Alpha Blondy et Tiken Jah Fakoly n'ont pas chanté ensemble. Mais l'espace d'une soirée, le 28 juillet, ils ont partagé l'affiche et la scène de la 14e édition du festival Africajarc en France. C'était il y a quelques mois. L'idée de faire partager la même scène à deux figures emblématiques du reggae, Alpha Blondy et Tiken Jah Fakoly, qui avait germé un peu plus tôt au sein de l'équipe du festival Africajarc, commençait à se concrétiser. Les agendas des deux stars ivoiriennes, très chargés en cette période de festivals d'été en Europe, rendaient la chose possible pour le samedi 28 juillet. Une date idéale, censée précéder de quelques jours la Caravane de la paix et de la réconciliation dont les deux artistes devaient être les locomotives dans leur pays, la Côte d'Ivoire, qui se relève lentement de plusieurs années de crise. Pour cette Caravane, une chanson au titre sans équivoque de Réconciliation avait été enregistrée par Alpha, Tiken et plusieurs autres artistes ivoiriens.

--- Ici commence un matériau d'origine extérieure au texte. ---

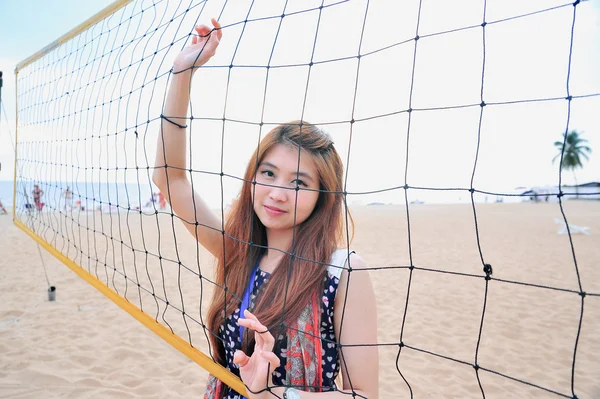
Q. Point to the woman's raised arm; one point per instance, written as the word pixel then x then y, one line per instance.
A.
pixel 170 174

Il y a quelques mois donc, les deux artistes avaient donné leur accord pour interpréter ce titre ensemble sur la scène de Cajarc, une ville du sud-ouest de la France. Mais la vie en a décidé autrement. Le titre, pourtant offert à la Commission dialogue vérité et réconciliation ivoirienne, n'a pas fait l'objet de la large diffusion escomptée. La Caravane, programmée pour débuter, à la demande du président Ouattara, le 7 août 2012, a été une nouvelle fois reportée et aucune date n'est à ce jour arrêtée. La réconciliation elle-même reste malheureusement encore insaisissable en Côte d'Ivoire.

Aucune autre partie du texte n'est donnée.